Thursday, May 12, 2022

The Innocent Flower

This is the third and last of the MacDougal Duff mysteries, published in 1945. This series was Armstrong’s first venture into mystery novels after a less than stellar career in penning stage plays, her first love. The titles of this series all came from Shakespeare ( "look like the innocent flower, but be the serpent under it." Macbeth, act 1, scene 5). The other titles in the series were Lay on, MacDuff, and The Weird Sisters. Armstrong was a big fan of the bard and studied his work extensively, trying to solve the mystery of who really wrote the complete works.

MacDuff was a retired college professor who dabbled in solving real-life murders, often as a volunteer consultant to local police. Armstrong’s children loved this book because three of the child characters were loosely modeled on them. They often challenged friends to read the book and decide which character was each of them. It wasn’t hard. The plot was around a divorcee with six children where suddenly a friend dropped dead from poison.

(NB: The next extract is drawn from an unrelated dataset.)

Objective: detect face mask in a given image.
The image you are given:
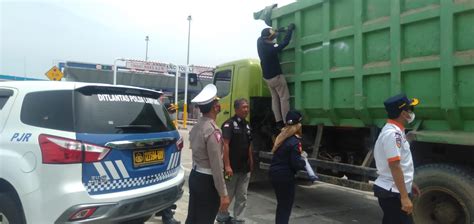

The children were all suspects at one time or another.

They also loved this story because the location was basically their house in New Rochelle, NY.

Armstrong surely loved writing this story because of these factors, but the real intention was to continue the series where each succeeding book would feature one of the six kids. However, due to less than robust sales, her agent advised switching to the suspense genre, and, starting with The Unsuspected (see post of December 5, 2021), the advice turned out to be excellent as that story launched her career.